Following up on how nothing can be said about Obama but praise:
Michael Kinsley, in Time Magazine
It used to be, there was truth and there was falsehood. Now, there is spin and there are gaffes. Spin is often thought to be synonymous with falsehood or lying, but more accurately it is indifference to the truth. A politician engaged in spin is saying what he or she wishes were true, and sometimes, by coincidence, it is. Meanwhile a gaffe, it’s been said, [By Kinsley himself.]is when a politician tells the truth — or, more precisely, when he or she accidentally reveals something truthful about what is going on in his or her head. A gaffe is what happens when the spin breaks down.
Timothy Noah, in Slate:
Is Barack Obama—junior U.S. senator from Illinois, best-selling author, Harvard Law Review editor, Men’s Vogue cover model, and “exploratory” presidential candidate—the second coming of our Savior and our Redeemer, Prince of Peace and King of Kings, Jesus Christ? His press coverage suggests we can’t dismiss this possibility out of hand. I therefore inaugurate the Obama Messiah Watch, which will periodically highlight gratuitously adoring biographical details that appear in newspaper, television, and magazine profiles of this otherworldly presence in our midst.

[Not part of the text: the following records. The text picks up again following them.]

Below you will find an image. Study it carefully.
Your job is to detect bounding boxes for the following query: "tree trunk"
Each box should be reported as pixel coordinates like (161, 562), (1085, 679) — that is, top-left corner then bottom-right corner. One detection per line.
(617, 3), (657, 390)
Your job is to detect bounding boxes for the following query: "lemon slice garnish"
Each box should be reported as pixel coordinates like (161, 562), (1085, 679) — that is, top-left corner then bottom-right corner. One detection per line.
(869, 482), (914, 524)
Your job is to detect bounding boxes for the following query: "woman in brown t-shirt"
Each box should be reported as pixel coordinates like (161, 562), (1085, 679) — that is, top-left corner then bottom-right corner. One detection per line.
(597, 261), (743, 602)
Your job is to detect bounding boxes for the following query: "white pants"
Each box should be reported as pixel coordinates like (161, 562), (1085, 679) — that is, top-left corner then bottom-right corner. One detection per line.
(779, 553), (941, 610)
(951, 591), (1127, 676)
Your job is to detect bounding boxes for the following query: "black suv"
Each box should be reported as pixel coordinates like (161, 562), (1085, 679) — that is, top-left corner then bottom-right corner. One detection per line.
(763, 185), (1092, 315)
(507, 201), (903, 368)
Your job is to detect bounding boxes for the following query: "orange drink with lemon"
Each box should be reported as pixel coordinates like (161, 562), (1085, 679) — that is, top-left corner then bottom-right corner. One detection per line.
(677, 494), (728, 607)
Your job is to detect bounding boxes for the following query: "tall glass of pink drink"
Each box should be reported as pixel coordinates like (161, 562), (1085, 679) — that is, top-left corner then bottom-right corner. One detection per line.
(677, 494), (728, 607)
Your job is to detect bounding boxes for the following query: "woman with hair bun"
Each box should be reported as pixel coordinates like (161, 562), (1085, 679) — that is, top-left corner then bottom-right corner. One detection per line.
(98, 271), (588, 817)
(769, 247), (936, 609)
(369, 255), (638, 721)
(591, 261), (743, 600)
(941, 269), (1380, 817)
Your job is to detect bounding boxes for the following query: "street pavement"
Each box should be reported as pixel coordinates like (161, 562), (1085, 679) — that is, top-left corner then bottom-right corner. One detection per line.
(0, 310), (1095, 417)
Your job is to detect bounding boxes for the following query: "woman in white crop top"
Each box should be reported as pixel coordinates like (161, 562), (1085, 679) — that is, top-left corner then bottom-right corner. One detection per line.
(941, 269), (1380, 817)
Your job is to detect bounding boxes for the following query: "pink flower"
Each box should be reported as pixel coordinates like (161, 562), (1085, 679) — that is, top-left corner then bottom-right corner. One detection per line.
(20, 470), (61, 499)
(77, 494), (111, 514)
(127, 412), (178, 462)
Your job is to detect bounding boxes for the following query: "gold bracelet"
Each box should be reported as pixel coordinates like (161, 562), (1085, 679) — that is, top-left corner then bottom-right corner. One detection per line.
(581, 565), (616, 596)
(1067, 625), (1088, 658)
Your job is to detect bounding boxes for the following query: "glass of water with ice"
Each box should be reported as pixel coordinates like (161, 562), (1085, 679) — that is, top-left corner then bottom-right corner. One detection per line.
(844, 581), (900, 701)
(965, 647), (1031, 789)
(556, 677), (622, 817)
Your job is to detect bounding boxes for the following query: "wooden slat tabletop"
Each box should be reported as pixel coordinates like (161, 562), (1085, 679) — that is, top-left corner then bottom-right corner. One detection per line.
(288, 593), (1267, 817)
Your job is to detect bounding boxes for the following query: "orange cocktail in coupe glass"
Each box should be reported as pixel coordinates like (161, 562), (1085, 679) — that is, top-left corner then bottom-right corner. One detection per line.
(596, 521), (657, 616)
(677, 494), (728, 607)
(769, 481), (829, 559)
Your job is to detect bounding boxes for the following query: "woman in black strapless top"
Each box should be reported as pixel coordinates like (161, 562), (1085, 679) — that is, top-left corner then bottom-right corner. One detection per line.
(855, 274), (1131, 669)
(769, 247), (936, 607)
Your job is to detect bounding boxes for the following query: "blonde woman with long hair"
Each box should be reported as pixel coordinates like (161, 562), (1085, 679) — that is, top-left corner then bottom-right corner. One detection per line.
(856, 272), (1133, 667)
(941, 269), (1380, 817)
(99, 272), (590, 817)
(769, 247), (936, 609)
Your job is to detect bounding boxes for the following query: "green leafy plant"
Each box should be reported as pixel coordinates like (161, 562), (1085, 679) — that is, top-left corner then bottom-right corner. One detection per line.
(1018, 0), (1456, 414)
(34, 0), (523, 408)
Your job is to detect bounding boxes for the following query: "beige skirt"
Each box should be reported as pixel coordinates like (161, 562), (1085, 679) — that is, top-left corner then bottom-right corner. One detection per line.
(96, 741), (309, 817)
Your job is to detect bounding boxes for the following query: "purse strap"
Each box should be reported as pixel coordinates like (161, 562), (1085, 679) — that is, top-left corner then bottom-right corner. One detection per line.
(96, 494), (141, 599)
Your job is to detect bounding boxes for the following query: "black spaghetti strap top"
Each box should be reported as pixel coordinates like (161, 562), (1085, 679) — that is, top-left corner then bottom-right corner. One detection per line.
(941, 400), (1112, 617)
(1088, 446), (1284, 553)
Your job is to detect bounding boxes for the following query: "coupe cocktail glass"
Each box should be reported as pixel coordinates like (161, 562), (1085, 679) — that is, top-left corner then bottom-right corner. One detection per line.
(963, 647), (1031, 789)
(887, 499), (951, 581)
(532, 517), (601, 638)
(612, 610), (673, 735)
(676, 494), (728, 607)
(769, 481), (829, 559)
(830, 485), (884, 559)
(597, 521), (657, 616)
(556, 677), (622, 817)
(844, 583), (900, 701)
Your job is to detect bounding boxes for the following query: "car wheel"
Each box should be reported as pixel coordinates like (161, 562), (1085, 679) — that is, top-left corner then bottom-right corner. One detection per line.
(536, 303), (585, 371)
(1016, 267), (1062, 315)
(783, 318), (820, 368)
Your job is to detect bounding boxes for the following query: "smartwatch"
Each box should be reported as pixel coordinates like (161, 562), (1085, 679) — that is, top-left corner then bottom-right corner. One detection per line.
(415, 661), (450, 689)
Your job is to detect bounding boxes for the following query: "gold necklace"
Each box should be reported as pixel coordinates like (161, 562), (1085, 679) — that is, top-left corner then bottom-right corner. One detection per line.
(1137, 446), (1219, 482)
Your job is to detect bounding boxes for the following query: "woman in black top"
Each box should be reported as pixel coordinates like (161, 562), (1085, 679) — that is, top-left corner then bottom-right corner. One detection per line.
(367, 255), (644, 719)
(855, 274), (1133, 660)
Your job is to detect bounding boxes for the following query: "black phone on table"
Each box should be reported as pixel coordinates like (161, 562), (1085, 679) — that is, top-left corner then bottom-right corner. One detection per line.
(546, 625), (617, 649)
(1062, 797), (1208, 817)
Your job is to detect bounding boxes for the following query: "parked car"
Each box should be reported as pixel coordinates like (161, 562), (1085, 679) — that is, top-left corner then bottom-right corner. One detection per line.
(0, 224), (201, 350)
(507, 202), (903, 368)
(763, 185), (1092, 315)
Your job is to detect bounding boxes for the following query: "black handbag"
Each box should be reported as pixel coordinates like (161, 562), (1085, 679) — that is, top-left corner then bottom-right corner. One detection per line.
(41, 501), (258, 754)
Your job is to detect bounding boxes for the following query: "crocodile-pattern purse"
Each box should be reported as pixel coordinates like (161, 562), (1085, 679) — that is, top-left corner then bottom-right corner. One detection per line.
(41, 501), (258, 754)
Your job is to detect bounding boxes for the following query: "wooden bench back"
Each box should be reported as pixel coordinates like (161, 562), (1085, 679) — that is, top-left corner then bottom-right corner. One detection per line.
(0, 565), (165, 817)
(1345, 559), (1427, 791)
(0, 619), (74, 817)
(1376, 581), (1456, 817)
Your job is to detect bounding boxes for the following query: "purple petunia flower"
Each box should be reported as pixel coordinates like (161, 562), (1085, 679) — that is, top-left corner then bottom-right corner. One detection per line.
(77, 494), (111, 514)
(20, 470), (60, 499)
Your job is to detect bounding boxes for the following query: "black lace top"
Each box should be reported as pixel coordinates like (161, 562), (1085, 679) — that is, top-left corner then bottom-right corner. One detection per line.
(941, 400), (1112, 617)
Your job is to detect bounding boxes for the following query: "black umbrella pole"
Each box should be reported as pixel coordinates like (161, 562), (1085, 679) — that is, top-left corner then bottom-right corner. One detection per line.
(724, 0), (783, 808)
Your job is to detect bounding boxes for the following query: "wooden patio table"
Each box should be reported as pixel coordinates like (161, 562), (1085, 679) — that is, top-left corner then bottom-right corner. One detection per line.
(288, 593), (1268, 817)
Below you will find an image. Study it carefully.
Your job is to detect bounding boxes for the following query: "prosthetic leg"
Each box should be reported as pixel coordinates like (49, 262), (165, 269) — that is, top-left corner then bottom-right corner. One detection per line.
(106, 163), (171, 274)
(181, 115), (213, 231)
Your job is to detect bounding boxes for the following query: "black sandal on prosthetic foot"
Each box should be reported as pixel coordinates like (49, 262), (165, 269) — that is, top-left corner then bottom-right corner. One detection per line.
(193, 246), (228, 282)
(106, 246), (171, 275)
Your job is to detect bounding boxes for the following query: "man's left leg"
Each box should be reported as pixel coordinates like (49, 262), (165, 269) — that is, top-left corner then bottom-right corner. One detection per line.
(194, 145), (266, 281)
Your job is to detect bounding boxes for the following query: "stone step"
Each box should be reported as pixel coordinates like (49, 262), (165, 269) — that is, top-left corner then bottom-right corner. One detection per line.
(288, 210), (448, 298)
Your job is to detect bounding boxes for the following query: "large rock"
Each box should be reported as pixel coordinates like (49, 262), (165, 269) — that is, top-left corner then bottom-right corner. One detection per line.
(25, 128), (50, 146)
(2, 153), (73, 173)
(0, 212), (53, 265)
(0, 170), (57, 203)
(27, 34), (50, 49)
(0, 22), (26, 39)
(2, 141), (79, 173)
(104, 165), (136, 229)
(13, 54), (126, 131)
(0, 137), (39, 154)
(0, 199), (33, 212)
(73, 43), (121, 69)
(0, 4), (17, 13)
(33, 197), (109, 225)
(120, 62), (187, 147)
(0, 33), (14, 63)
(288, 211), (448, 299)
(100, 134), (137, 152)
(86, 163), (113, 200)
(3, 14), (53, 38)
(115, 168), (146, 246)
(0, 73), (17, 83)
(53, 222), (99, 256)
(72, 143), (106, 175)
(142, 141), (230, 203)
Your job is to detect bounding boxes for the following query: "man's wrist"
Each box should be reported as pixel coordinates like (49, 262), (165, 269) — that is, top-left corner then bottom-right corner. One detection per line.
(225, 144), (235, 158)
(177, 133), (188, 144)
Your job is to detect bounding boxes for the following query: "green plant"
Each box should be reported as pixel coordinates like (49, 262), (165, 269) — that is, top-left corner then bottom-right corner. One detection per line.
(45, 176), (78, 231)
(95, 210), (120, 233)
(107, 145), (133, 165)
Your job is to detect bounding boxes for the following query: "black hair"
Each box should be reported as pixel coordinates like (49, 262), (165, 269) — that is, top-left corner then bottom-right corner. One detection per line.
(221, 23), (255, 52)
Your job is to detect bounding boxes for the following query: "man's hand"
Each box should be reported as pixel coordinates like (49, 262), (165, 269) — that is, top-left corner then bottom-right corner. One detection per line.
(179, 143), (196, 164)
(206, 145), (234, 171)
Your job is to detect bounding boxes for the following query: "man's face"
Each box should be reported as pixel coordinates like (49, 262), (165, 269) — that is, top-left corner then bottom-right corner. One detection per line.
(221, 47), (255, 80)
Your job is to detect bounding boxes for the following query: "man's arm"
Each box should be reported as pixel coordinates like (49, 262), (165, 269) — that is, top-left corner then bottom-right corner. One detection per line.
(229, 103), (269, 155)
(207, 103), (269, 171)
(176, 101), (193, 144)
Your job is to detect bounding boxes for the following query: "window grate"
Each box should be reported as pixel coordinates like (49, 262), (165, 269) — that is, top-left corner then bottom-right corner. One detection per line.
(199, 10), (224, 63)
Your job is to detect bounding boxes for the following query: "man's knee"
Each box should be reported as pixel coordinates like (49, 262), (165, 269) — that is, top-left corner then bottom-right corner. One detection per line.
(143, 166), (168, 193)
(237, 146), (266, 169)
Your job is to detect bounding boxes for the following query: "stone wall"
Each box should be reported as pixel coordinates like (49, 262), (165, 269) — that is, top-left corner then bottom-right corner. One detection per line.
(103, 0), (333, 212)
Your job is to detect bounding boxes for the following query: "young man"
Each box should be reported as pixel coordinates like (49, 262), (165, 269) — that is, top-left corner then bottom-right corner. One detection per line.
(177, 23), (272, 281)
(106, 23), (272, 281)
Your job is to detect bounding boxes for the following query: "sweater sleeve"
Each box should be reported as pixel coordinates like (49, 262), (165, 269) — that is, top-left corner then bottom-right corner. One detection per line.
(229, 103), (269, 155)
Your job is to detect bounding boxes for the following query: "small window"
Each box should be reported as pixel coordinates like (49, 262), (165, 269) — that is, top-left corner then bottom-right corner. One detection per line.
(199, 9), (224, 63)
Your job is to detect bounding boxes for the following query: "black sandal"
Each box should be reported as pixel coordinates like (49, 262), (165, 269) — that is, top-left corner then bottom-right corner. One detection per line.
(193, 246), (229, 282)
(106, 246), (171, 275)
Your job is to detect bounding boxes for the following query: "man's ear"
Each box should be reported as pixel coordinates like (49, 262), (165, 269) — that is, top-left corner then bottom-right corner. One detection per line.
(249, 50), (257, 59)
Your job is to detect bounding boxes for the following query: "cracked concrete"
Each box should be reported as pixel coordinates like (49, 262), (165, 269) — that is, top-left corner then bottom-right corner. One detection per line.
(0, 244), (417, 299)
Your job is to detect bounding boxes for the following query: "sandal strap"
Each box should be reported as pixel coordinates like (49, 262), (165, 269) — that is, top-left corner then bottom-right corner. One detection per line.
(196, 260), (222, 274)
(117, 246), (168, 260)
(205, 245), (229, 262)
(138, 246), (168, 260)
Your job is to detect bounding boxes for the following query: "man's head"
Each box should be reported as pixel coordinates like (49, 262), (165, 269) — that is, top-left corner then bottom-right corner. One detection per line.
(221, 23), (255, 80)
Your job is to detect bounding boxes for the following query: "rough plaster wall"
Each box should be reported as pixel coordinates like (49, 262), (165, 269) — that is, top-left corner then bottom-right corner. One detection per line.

Religion Columnist Terry Mattingly:
Meanwhile, journalists are not the only people struggling to learn all the words to the new political anthem, “Our Obama is an Awesome Obama.” According to Newsweek, stand-up comics are having trouble, too. Some are taking different approaches to this theological problem. Here’s my favorite:
MAKE FUN OF HOW YOU CAN’T MAKE FUN OF HIM
“Obamamania” has become absurd. “Daily Show” viewers heard a heavenly noise — “a choir of angels,” host Jon Stewart said. “It can only mean one thing: Barack Obama did something.” Jay Leno’s line: “The big story, of course: ‘American Idol.’ But enough about Barack Obama.”